The Problem with Public Pools
If you’re running Proxmox, you might see logs like:
chronyd[957]: Detected falseticker pool.ntp.org
chronyd[957]: Can't synchronise: no majority
chronyd[957]: System clock wrong by 1.1 seconds
That’s your NTP client (Chrony) saying:
“I asked several public servers what time it is. They don’t agree, and I don’t trust any of them.”
Public pools are great for desktops — but for a hypervisor or a cluster, they’re too unpredictable.
Step 1: Harden Your Chrony Configuration
Edit /etc/chrony/chrony.conf
and swap out the weak defaults for stable, Anycast-backed services and regional pools:
# =====================================================================
# Chrony hardened config for Proxmox (Singapore / Asia region)
# =====================================================================
# Cloudflare NTP (Anycast, fast + secure)
server time.cloudflare.com iburst prefer
# Google Public NTP
server time.google.com iburst
# Singapore pool (regional NTP)
server 0.sg.pool.ntp.org iburst
server 1.sg.pool.ntp.org iburst
server 2.sg.pool.ntp.org iburst
server 3.sg.pool.ntp.org iburst
# ---------------------------------------------------------------------
# SECURITY SETTINGS
# ---------------------------------------------------------------------
# Don't serve NTP to others (local node only)
port 0
# Allow only localhost to control chronyd
cmdallow 127.0.0.1
cmdallow ::1
# Don’t accept external remote commands
cmdport 0
# ---------------------------------------------------------------------
# RELIABILITY
# ---------------------------------------------------------------------
# Step the system clock if the adjustment is bigger than 1 sec
makestep 1.0 3
# Record drift for stability
driftfile /var/lib/chrony/chrony.drift
# Log files
logdir /var/log/chrony
log measurements statistics tracking
Restart Chrony & check status:
systemctl restart chronyd
sleep 15
chronyc sources -v
chronyc tracking

You want to see a ^*
marking your chosen server and a Leap status: Normal
.
^*
= primary source (Cloudflare in this case)Reach 377
= excellent (8/8 last polls succeeded)Last offset
= small drift (good sign)Leap status
should change toNormal
- Stratum <= 4 is fine.
Step 2: Run Your Own NTP Server
Public services are better than nothing, but the real fix is to be your own source of truth:
- Single node? Run Chrony normally, pointed at Cloudflare/Google.
- Multiple Proxmox nodes? Pick one node as your “stratum 1” and point the others at it.
- Enterprise / homelab with pfSense, OPNsense, MikroTik, etc.? Let your router/firewall act as the LAN’s NTP server.
That way:
- All nodes agree with each other, even if WAN is flaky.
- You reduce dependency on random Internet servers.

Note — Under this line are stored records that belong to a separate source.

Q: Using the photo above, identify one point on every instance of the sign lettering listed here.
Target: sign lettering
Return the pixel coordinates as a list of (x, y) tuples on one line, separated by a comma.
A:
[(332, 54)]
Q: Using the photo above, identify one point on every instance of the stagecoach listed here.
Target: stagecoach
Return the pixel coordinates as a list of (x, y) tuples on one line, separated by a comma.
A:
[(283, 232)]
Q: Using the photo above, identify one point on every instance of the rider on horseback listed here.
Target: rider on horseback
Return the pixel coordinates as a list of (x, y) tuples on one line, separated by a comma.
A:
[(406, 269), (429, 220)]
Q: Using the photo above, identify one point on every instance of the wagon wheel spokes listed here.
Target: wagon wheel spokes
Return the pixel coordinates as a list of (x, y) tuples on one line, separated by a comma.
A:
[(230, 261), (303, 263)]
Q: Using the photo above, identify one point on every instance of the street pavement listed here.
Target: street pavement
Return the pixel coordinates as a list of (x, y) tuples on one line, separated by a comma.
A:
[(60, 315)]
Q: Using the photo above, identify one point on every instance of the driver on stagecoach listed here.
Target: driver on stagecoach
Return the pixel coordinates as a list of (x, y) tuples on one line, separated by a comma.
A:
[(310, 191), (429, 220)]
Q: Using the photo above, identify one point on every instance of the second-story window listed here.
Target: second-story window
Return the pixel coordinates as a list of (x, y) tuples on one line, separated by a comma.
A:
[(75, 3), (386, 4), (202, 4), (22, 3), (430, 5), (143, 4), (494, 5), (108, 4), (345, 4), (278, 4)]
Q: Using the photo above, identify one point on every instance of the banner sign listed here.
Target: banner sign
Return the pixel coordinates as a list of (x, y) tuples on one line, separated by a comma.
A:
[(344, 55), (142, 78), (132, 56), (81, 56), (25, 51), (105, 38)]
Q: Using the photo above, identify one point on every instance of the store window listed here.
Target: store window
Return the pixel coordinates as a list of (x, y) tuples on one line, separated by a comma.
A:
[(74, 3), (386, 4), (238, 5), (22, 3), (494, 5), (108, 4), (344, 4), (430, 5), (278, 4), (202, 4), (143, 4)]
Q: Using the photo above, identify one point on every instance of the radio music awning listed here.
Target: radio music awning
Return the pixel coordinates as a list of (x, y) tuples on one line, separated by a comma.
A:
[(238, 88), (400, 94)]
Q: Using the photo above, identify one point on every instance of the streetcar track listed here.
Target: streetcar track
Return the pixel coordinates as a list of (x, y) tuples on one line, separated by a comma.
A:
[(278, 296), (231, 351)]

- Logs and metrics are perfectly aligned across your infrastructure.
Step 3: Don’t Forget the Firewall
Chrony uses UDP/123. If you’re running Proxmox VE Firewall, allow outbound NTP or you’ll stay stuck at Leap status: Not synchronised
.
Example (pve-firewall
rule):
OUT ACCEPT udp dport 123
The Bottom Line
- Accurate time isn’t optional in virtualization — it’s foundational.
- Don’t trust only public pools. Harden your Chrony config with stable providers.
- Even better: run your own NTP server and let your nodes sync internally.
Your future self — staring at weird cluster errors at 3 AM — will thank you.